Il Bartezzaghi più conosciuto dai lettori della “Settimana” è, però, Piero Bartezzaghi (1933-1989), padre di Alessandro e di Stefano; è il Bartezzaghi autore del famoso cruciverba di pag. 41, seguitissimo da chi per oltre trent’anni si è appassionato al suo diabolico “schema libero”. Lo schema era frutto del continuo lavoro di Piero alla ricerca di nuove combinazioni per la “piazza centrale” del gioco (la larga zona priva di caselle nere), con l’adozione di espressioni nuove, frasi fatte di due o più parole e con un’attenzione particolare addirittura al rispetto negli incroci di caratteri particolari come la ä con la dieresi, la ô con il circonflesso, la ç con la cedilla o la ñ spagnola con la tilde.

Rebus

L’immagine schizza la figura di Piero Bartezzaghi intento nella compilazione di un suo schema di cruciverba; e la scena diventa un rebus che si risolve: lo schema N OV redige, nera li = losche manovre di generali (il gruppo LI si trova proprio laddove la casella deve essere nera).

È così che i suoi schemi cominciarono ad accogliere vocaboli nuovi, termini stranieri, anche con l’uso dell’alfabeto esteso a 26 lettere, cosicché la w di ‘’Dostoiewsky’ poteva andare a incrociarsi con quella di ‘Darwin’ e la k con quella di ‘Arkansas’; il tutto sempre con un attento equilibrio delle caselle bianche e nere, queste ultime limitate nel numero e ben posizionate.

Collaboratore esterno della “Settimana”, un bel giorno, era il 1960, abbandonò il suo lavoro di chimico alla “Montecatini per entrare nelle stanze di Palazzo Vittoria, dove rimase fin quasi agli ultimi suoi giorni, nell’ottobre 1989. Il cruciverba di pagina 41 continuò a essere presente fino all’agosto del 1990; dopo di allora il primogenito Alessandro che, raccolto il testimone, è subentrato nella firma del cruciverba.

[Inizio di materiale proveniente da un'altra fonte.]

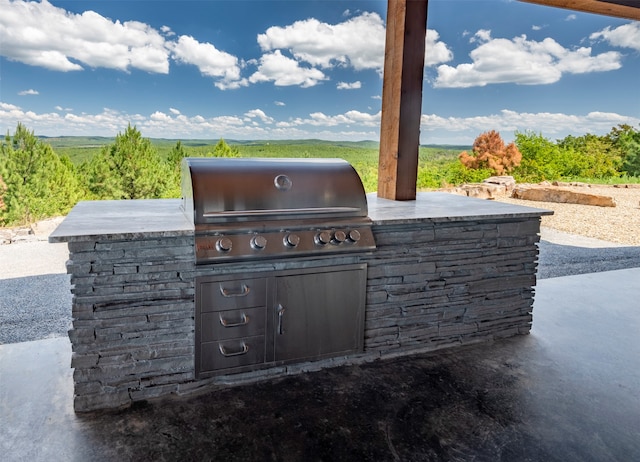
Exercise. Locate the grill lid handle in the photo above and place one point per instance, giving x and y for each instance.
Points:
(281, 212)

Sono tante le storie accumulate su di lui in tanti anni, come quella della giovin signora sulla spiaggia che annunciava soddisfatta: “Mi son fatta Bartezzaghi in venti minuti”; e il suo nome ha anche spesse volte sconfinato in altri contesti, come quando Piero Mazzarella, nella commedia del 1976 di Aldo De Benedetti Due dozzine di rose scarlatte, inserisce la battuta: «Quel tale è più complicato del Bartezzaghi».

Piero Bartezzaghi e sua moglie Aldina

Piero, però, era anche un eccellente autore di giochi in versi, quelli appartenenti alla cosiddetta “enigmistica classica”. Egli usava lo pseudonimo di Zanzibar per firmare i suoi enigmi, le sue sciarade, i suoi anagrammi, che lo videro primeggiare anche in questo genere di lavori. Tanto per fare un esempio, questa che segue è la terza strofa di un suo componimento intitolato Vivere tra gli uomini, nonostante gli uomini, e che celava il totale della sciarada nubi + lato = nubilato:

… ma la piazza è deserta. Così è stato / per la bianca colomba senza nido / che ancora insegue la dolce luna. / Tra i continenti della notte / giace con la solitudine / il fiore non còlto. / E tu dove sei, uomo?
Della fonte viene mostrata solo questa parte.